Cennetin farklı yorumları
Antik Çağ'da ve Orta Çağ'da olduğu gibi cennetin tanımında ve kavramsallaşmasında Ortodoks Hristiyanlıktan ayrılan bakış açıları vardı. Örneğin, birçok dini muhalif, özellikle Catharlar, bunun, bu dünyaya ait olmayan Cennetin Krallığı olduğuna inanıyordu. Cennetin fiziksel coğrafi sınırları olmadığına inanıyorlardı. Gördüğümüz gökyüzü onun kabı olamaz. Sadece başka bir dünyanın varlığının, Tanrı'nın gerçek yaratılışının bir hatırlatıcısı olabilir. Görünen göklerin de yeryüzü gibi farklı bir başlangıç tarafından yaratıldığına inanıyorlardı. Bu nedenle, onların bakış açısına göre, Evanjelist Yuhanna, bir kişi dünyayı severse, o zaman Tanrı'ya düşman olur der.
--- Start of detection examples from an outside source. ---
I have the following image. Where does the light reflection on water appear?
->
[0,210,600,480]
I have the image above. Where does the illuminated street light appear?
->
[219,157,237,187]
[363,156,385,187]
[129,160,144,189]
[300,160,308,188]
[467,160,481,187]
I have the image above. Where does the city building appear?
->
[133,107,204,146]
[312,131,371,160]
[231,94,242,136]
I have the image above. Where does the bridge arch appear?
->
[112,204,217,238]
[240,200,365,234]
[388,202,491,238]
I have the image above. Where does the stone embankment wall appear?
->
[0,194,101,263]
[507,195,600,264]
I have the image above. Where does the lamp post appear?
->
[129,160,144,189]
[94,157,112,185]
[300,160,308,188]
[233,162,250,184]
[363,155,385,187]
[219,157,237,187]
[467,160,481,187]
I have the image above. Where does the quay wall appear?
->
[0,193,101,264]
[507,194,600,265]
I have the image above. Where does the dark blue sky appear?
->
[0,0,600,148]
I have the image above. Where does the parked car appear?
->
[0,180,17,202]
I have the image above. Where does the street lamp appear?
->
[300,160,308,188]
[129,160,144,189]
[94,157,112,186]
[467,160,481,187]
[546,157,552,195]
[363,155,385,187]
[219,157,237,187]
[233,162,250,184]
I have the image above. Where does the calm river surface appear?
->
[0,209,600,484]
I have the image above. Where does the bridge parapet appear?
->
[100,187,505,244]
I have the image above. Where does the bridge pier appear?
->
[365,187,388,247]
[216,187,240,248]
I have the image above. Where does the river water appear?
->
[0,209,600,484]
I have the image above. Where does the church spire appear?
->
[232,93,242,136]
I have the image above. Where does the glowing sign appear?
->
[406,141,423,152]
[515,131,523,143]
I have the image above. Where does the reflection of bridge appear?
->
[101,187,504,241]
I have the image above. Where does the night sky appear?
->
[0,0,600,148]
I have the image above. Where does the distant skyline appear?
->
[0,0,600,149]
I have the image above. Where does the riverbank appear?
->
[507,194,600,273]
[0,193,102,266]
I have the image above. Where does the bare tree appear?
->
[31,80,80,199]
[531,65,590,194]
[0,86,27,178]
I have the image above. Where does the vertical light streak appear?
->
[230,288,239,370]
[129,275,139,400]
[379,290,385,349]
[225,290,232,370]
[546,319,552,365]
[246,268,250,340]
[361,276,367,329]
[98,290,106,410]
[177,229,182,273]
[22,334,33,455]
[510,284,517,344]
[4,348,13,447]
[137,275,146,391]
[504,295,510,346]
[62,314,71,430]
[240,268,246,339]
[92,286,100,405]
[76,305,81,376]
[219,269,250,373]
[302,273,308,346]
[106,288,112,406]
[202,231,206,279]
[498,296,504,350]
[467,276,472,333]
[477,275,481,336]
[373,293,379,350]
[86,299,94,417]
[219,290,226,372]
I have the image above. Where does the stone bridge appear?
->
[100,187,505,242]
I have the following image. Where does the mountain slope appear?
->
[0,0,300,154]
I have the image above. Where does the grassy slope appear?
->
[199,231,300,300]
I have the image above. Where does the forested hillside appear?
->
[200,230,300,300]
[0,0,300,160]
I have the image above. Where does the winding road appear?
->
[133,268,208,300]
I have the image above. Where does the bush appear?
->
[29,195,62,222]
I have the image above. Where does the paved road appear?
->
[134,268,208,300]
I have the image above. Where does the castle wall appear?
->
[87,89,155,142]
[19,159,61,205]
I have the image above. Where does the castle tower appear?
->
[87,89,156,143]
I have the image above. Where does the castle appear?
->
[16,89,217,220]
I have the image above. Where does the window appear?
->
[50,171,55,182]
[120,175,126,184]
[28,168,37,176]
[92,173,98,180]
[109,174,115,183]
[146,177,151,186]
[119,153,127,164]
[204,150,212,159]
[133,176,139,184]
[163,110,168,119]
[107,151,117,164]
Onlar, doğruluğun barındığı yeni bir dünya ve yeni bir cennet olacağı söylenen Aziz Petrus'un Mektubuna göre Cennetteki Kudüs'ü temsil ettiler. Onlara göre insanın düşüşü, şeytanın aldatması veya şiddeti nedeniyle cennetten bu dünyaya gitmesiyle ilişkilendirildi. Bu nedenle insanlar hakka, Allah'ın yarattıklarına dönmelidir. Ortodoks ve sapkın Hıristiyanlık arasındaki temel fark budur. Muhalif anlayışta cennet, bir zamanlar kovulduğumuz, ancak geri dönebileceğimiz yer, “cennet vatanımız”dır. Catharlar, bir kişinindoğası gereği bir melektir. Cennet onun ikamet yeridir. Bu dünyada farkında olmadan yaşıyor. Ama Mesih ona kurtuluş yolunu gösterdi. İnsan, emirleri takip ederek ve onları yerine getirerek sonsuz yaşama kavuşma ve cennete dönme fırsatına sahip olur.
Doğru olanın mutlu mevcudiyetiyle ilgili modern dini fikirler, genellikle somut olmaktan çok semboliktir. Bazı Protestan akımlar genellikle cennet ve ahiret kavramını reddederken, diğerleri ise tam tersine cenneti anavatanlarına dönüş olarak algılayarak Katharizm'e yaklaşmışlardır.